Using data from institutional investors that manage billion-dollar investment funds and other professional investors, the paper, “Investor Perceptions of CEO Successor Selection in the Wake of Integrity and Competence Failures: A Policy Capturing Study,” co-authored by Brian Connelly, Dave Ketchen, Chris Shook, and Ashley Gangloff reveals that, after an ethical scandal, investors “perceive outside and interim successors positively, but inside successors negatively.” In tapping the head of its Porsche arm to reverse VW’s fortunes, the company missed the mark.
“Promoting from within is a problem because stockholders and the public at large will worry that the new CEO is a product of the same culture that produced the unethical behavior,” said Ketchen, Lowder Eminent Scholar. “To recover from an ethical lapse, a company needs to send a clear message that it is breaking free from past mistakes.”
Connelly, the McWane Family Professor, said in the wake of a corporate integrity issue, it is advantageous to name an outsider as new CEO because it “sends a signal to investors that they are serious about changing their ways.”
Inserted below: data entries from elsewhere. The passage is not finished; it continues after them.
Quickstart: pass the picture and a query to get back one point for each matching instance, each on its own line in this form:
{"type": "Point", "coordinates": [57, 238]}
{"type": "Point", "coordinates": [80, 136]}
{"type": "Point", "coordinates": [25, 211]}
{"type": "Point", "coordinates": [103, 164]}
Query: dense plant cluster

“Imagine a woman has marriage proposals from two equally-acceptable suitors,” Connelly explained. “One offers her an expensive engagement ring with a giant, gleaming diamond. The other offers her ring straight out of a Cracker Jack box. Which suitor will she think is more serious? An outside CEO is a bit like that diamond ring. An outsider is not tied to the company’s administrative heritage, so an outsider’s arrival signals an intent to revisit organizational procedures and clean house. It also installs a watchdog that is not committed to the old regime; one that will presumably instill a more ethical culture.”
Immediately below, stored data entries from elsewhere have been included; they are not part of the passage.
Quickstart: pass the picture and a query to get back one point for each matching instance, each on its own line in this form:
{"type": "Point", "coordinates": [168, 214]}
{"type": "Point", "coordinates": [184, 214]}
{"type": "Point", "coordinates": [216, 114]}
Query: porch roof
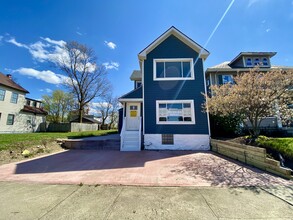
{"type": "Point", "coordinates": [135, 94]}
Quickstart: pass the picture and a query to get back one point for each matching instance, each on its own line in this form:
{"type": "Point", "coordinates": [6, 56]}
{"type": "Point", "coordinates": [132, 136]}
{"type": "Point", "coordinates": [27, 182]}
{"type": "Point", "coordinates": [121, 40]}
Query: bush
{"type": "Point", "coordinates": [228, 126]}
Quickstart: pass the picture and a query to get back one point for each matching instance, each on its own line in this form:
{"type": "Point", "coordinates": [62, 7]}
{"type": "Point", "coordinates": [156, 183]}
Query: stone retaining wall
{"type": "Point", "coordinates": [254, 156]}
The study’s findings revealed that investors look favorably upon corporations under fire like VW naming interim CEOs. One respondent noted, “The right person for the permanent job cannot be selected in only a matter of days; therefore an interim CEO allows the company proper time to search for the best option.” Another respondent added that appointing an interim “signals that the board is serious about making changes, but is not going to rush into finding a replacement.”
VW admitted rigging more than 11 million diesel automobiles with software that masked emission compliance standards. Those vehicles were emitting dangerous nitrogen oxides.
“VW needs to make it very clear to the public that the new CEO is not tarnished by the scandal despite being a key cog in VW's executive team,” Ketchen said. “And if it turns out that Porsche diesels were similarly tainted, promoting the president of Porsche to be CEO of the entire VW group likely will unleash a firestorm of greater magnitude than the initial one.”